In general, an organism’s metabolic capacity is linked to its activity level, Dr. Wright said. But young otters, of an age when they would often be resting on their mother; adults of all sizes; and even a relatively inactive captive otter all had similarly high metabolisms and a great capacity for proton leak. In fact, they had higher rates than even Iditarod sled dogs.
“Their leak metabolic rate isn’t anywhere near as high as in sea otters,” said Dr. Wright of the dogs. For otters, he added, “that heat generation is really the driving force of their metabolic development.”
Sea otters are churning through calories even without a lot of physical activity because that energy goes straight into heat, the results suggest. Otters are among the only animals so far for whom proton leak can explain almost all of their elevated metabolism, Dr. Wright said.
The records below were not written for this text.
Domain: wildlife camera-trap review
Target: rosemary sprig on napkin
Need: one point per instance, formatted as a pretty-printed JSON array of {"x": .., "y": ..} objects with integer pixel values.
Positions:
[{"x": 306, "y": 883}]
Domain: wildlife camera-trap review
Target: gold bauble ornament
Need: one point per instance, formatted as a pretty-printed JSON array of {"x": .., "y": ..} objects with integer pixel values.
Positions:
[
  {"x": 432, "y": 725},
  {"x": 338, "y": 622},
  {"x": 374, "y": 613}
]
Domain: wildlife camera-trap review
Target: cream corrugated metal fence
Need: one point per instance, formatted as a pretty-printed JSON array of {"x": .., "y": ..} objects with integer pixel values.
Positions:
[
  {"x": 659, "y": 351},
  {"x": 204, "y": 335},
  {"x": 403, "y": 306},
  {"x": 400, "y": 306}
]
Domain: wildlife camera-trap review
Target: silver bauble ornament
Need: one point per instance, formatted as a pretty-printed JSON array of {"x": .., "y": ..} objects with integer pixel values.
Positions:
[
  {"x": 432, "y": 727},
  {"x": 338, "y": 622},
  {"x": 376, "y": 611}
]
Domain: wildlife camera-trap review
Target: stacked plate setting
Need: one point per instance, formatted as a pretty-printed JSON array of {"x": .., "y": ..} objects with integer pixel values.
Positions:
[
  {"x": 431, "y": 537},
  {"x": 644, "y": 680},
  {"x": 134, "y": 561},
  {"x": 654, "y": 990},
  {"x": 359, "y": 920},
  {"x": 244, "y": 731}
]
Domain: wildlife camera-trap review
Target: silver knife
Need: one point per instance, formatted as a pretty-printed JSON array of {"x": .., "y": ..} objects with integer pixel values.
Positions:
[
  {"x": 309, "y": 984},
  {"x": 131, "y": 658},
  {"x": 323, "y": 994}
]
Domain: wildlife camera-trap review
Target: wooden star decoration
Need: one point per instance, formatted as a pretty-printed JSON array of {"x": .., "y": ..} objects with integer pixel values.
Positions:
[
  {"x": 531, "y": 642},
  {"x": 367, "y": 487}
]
The researchers are hoping to study the metabolisms of a variety of animals. They have already published related work on elephant seals, enormous creatures whose lives include both frenetic diving and eating while at sea, as well as weeks of extended lounging on the beach.
Curiously, while the seals loll on the sand for a month, their metabolic capacity does not decrease. Humans taking a similar hiatus from movement with a piña colada and beach reading in hand would not be so lucky.